Podczas moich pierwszych kilku lat samotnego rodzicielstwa zawsze starałam się odejść od obowiązków rodzicielskich, gdy miałam szansę żyć własnym życiem lub po prostu zdrzemnąć się. Opuściłem głowę i ruszyłem dalej. Może to był upór, ale kopanie tego poczucia obowiązku, które wiąże się z samotnym rodzicem, uczuciem, że muszę być z synem tak często, jak tylko mogę, nie było czymś, co mogłem zrobić.

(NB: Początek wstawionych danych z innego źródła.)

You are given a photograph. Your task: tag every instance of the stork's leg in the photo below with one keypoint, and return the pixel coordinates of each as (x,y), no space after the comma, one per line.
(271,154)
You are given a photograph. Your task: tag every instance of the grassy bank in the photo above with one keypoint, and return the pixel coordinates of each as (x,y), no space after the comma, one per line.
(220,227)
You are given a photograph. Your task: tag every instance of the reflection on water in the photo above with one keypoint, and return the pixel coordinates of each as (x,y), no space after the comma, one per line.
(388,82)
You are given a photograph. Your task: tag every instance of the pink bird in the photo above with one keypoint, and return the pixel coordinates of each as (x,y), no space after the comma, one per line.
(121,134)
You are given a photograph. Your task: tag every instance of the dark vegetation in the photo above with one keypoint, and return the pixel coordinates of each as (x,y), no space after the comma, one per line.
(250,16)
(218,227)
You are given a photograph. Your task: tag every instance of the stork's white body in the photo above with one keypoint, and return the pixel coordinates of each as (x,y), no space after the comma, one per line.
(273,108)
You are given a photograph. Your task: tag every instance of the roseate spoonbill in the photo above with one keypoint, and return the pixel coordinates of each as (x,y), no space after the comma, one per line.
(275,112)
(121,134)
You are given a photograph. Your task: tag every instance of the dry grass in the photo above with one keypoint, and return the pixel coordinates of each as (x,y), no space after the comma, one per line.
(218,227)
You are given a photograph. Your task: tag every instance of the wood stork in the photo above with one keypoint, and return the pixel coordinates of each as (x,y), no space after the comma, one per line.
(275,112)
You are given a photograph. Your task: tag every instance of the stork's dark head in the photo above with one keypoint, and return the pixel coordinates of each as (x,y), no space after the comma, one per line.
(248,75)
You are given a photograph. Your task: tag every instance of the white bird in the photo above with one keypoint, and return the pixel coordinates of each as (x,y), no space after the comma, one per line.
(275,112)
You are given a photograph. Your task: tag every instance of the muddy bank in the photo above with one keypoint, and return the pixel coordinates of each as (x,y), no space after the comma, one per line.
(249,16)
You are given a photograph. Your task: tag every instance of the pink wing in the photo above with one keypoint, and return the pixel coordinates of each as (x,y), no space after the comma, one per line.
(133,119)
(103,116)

Powoli, ale pewnie nauczyłem się przyjmować pomoc. Nocleg oferowany przez dziadków? Dziewczyna proponuje, że zabierze ze sobą mojego syna na kilka spraw? Zanim powiem nie. Ale już? Absolutnie. W końcu zdałem sobie sprawę, że przyjęcie pomocy jest przeciwieństwem słabości, a pomoc jest darem. Kiedy go otrzymuję, poświęcam ten czas na uporządkowanie rzeczy lub po prostu trochę się uspokoję, co pomaga mi być lepszym, bardziej obecnym ojcem.
Ojcostwo polega na wysiłku
Choć może to być banalne, jedną z niewielu rzeczy, których naprawdę nauczyłem się o rodzicielstwie, jest to, że każdy, kto ma okazję być tam dla dziecka jest najszczęśliwszą osobą na świecie, a najważniejszą rzeczą w byciu dobrym tatą jest wysiłek, aby być jednym dzień.
Absolutnie nie będę doskonały. Pewnego dnia zapomnę spakować kanapkę do pudełka na drugie śniadanie mojego syna albo powiedzieć mu niewłaściwą rzecz w nieodpowiednim czasie. Każdy dzień daje mi szansę na nadepnięcie na grabie.
Ale na każdy moment „O nie, nie mogę uwierzyć, że to zrobiłem” przypada milion kolejnych „Boże, bycie tatą jest absolutnie najlepsze”, które je zastępują. Moim celem każdego dnia jest po prostu być trochę lepszym niż byłem wczoraj. Myślę, że to dorasta.